El minuto basura, en deporte, es ese momento en que ya da igual lo que hagas: todo está resuelto. Eso sí, el minuto basura puede hacerse eterno, la rabia del que ya no sabe qué hacer se traduce en faltas, interrupciones, ruidos, protestas, etcétera. La política española huele a final de ciclo y minuto basura. No hay posibilidad alguna de que la legislatura concluya de forma limpia y aseada.
Desde el hermano al follón judicial, desde Ella, la amada imputada, a Miss Asturias. Desde el apagón a las estaciones de Renfe. Desde aumentos imposibles de gasto militar a impuestos para sostenerlo. Desde aliados que no comparten políticas hasta oposiciones que no están para otra cosa que no sea oponerse.

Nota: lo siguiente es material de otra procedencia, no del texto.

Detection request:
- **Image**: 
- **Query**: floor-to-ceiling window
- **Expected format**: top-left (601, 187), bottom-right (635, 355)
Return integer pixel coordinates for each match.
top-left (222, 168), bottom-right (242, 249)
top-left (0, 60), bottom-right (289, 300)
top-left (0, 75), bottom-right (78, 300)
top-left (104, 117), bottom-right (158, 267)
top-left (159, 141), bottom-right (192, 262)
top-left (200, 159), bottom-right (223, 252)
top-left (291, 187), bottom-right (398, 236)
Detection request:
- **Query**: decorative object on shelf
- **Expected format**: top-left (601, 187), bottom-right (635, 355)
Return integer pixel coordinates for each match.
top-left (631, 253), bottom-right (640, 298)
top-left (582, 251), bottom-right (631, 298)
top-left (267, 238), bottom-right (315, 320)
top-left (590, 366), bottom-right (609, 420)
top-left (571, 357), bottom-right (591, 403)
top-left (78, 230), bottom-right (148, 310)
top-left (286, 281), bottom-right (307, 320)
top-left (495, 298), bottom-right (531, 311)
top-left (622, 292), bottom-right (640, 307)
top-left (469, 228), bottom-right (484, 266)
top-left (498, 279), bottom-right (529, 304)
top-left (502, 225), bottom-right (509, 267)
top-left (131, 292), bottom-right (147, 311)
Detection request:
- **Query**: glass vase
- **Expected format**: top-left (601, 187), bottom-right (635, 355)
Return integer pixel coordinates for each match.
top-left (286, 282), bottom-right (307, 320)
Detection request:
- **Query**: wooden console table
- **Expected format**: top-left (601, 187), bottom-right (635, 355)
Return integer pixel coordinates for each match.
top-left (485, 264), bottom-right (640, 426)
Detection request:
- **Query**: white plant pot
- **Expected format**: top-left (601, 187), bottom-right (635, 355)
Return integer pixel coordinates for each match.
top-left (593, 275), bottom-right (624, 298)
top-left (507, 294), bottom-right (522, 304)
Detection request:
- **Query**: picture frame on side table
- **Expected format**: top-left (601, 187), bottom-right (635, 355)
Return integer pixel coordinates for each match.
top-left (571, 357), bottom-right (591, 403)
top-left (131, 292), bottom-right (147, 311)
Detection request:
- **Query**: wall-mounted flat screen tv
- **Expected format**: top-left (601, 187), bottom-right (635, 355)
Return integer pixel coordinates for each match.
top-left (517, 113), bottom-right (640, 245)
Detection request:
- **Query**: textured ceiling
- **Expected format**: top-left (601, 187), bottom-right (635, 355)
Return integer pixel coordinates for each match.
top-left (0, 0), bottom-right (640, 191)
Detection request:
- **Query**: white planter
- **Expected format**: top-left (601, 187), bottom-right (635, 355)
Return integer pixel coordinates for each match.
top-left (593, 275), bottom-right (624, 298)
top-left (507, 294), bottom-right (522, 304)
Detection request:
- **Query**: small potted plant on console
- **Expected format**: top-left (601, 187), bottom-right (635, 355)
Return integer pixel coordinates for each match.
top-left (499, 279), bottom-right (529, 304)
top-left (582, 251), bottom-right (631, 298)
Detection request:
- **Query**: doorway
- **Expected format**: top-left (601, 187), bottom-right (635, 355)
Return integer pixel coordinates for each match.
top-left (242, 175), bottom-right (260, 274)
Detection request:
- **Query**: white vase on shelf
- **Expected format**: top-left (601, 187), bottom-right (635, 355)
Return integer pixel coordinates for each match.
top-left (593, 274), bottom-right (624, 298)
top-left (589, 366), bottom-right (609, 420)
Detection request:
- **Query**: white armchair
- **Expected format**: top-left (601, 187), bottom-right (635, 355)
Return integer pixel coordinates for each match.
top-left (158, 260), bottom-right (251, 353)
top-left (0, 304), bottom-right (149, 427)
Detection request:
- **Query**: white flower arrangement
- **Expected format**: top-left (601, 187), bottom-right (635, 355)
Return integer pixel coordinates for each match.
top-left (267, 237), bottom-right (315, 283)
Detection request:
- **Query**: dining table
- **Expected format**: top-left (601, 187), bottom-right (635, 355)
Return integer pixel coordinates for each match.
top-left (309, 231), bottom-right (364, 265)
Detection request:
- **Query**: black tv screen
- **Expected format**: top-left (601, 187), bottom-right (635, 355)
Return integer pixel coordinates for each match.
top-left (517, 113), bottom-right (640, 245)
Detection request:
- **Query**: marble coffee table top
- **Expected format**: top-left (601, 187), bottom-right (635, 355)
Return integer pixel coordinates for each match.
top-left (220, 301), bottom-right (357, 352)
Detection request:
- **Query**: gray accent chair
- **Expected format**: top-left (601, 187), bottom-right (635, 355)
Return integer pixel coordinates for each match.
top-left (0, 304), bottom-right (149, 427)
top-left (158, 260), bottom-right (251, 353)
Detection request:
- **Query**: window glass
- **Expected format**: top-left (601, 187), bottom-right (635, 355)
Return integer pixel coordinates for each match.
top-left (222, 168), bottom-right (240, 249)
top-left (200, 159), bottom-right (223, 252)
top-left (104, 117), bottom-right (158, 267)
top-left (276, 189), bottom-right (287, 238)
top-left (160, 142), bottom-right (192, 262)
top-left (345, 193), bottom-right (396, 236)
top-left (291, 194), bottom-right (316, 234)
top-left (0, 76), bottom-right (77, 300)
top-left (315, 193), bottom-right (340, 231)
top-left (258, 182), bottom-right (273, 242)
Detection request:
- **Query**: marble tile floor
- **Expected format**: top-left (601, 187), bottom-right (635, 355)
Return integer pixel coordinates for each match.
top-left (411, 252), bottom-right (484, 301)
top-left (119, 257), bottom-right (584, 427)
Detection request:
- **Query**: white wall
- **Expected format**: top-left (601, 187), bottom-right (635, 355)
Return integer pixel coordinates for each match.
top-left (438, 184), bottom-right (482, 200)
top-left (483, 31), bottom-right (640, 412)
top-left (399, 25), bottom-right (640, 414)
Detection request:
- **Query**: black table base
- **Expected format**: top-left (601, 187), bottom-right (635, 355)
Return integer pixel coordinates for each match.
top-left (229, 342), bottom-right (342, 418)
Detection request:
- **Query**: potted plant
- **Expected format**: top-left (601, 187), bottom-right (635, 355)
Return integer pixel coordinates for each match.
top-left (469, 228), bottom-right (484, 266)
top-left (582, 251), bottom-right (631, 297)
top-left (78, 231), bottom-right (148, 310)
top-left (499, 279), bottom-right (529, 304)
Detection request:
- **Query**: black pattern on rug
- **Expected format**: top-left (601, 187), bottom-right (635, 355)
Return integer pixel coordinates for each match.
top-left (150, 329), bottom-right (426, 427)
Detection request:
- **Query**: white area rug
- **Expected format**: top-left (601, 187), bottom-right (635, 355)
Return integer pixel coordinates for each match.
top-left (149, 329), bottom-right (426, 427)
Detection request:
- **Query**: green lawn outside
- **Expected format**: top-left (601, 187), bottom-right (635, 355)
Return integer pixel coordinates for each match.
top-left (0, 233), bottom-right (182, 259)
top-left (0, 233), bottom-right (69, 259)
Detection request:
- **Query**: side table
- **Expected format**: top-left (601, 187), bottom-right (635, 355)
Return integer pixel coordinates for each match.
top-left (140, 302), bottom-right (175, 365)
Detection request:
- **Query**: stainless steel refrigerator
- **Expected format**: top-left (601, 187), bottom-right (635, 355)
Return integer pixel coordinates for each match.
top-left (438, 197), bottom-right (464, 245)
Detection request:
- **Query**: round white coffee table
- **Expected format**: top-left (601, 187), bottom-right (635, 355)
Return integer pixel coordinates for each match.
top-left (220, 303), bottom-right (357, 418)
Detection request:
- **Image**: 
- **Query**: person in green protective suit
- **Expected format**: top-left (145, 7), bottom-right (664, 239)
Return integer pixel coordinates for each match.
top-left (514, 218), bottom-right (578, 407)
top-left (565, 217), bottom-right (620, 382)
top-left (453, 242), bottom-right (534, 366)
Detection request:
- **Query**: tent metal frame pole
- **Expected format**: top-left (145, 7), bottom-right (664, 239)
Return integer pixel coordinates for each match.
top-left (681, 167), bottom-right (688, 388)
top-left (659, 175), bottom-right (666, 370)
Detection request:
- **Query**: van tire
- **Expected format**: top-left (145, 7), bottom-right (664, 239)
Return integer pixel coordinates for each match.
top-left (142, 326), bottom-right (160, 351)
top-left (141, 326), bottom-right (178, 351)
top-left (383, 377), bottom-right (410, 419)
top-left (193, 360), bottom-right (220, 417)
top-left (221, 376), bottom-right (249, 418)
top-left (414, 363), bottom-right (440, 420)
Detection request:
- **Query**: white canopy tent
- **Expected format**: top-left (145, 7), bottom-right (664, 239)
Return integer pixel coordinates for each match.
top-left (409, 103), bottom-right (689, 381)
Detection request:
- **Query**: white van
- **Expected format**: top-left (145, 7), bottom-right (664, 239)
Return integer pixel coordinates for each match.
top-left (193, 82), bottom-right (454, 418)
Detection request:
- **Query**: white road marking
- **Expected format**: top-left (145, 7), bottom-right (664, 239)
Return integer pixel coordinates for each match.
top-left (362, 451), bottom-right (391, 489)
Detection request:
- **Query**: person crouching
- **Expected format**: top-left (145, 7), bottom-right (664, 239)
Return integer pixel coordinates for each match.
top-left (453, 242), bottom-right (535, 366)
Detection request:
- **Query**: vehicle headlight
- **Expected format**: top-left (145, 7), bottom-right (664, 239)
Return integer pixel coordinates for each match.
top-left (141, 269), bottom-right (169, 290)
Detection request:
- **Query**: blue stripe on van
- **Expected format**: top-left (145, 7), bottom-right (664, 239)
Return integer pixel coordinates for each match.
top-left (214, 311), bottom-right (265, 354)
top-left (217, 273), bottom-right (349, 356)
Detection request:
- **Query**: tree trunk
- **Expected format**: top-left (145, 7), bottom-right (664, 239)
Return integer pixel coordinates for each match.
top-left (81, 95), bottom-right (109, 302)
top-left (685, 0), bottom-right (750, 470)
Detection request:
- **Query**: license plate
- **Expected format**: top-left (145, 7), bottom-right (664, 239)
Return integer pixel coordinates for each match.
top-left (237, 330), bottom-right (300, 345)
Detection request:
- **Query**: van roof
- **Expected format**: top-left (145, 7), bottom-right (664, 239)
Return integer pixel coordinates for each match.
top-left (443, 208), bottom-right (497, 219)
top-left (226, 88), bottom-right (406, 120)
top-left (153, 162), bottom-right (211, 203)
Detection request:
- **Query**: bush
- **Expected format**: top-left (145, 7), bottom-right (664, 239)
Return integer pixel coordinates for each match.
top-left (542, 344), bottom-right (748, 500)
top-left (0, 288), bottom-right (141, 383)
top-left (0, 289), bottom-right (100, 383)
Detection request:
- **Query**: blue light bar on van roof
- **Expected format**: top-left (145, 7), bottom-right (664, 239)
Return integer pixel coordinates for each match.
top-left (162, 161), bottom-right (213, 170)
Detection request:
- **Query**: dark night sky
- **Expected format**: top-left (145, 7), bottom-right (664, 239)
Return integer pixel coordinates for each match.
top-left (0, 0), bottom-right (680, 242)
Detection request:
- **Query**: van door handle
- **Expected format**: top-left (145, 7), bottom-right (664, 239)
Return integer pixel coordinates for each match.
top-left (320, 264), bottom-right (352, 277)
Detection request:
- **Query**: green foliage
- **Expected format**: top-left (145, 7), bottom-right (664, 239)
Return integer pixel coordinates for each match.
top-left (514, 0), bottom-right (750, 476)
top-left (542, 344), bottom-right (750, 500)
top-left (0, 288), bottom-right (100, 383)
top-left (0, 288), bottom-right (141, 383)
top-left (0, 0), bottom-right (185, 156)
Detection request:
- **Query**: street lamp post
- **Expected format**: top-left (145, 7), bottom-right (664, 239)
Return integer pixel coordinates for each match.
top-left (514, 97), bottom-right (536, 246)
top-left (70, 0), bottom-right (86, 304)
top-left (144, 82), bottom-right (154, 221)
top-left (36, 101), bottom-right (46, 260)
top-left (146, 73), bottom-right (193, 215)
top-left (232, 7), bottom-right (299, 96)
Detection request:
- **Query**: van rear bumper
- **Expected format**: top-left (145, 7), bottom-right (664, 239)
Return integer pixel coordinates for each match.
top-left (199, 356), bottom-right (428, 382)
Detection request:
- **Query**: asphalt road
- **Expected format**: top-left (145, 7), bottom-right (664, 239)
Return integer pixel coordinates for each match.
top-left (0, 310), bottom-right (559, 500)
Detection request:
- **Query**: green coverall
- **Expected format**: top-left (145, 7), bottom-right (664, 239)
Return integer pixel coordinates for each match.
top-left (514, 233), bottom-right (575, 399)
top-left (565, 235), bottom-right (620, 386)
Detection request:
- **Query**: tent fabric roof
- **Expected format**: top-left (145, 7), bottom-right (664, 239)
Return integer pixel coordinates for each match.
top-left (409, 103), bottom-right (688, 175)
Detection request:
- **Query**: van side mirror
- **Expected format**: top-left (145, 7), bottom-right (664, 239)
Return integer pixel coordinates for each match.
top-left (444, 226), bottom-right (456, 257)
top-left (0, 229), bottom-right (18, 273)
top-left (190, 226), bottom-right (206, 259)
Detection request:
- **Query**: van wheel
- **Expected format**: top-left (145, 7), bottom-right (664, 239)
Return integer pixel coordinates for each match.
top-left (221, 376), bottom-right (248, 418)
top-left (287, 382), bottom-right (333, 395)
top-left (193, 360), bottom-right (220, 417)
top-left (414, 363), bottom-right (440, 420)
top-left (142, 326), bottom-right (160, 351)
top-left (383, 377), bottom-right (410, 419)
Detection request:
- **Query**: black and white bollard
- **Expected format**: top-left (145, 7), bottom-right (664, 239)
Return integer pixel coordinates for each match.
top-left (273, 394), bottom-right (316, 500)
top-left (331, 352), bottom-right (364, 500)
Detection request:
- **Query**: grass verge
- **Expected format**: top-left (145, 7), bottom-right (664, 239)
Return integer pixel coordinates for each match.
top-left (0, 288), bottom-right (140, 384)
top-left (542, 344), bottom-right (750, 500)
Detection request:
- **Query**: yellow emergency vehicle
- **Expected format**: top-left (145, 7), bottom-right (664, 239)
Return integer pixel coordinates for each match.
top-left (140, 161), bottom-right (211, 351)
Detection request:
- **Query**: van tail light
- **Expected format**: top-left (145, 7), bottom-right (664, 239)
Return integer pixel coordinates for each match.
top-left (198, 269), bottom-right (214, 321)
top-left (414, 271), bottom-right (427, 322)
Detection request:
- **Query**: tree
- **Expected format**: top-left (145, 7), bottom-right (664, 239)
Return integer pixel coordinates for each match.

Un profundo debilitamiento de la democracia (que debiera ser un conflicto en busca de consenso, en realidad) se enseñorea de los distintos poderes de nuestro estado. La justicia se enfada, los legisladores se gritan, el ejecutivo se paraliza. El PIB crece, gracias a los turistas a los que vamos a perseguir, que se sepa, pero la “renta per cápita” no crece, la gente no nota la mejora de vida que correspondería al crecimiento del PIB. No hay vivienda. Ni la habrá.
Cuando no es un presidente de parlamento es una fiscal la que coquetea con el narco. Cuando no son los almacenes de porquería de Koldo son las señoras de Ábalos. Cuando un líder regional no corre a aforarse, el Constitucional se emperra en ignorar a los tribunales europeos.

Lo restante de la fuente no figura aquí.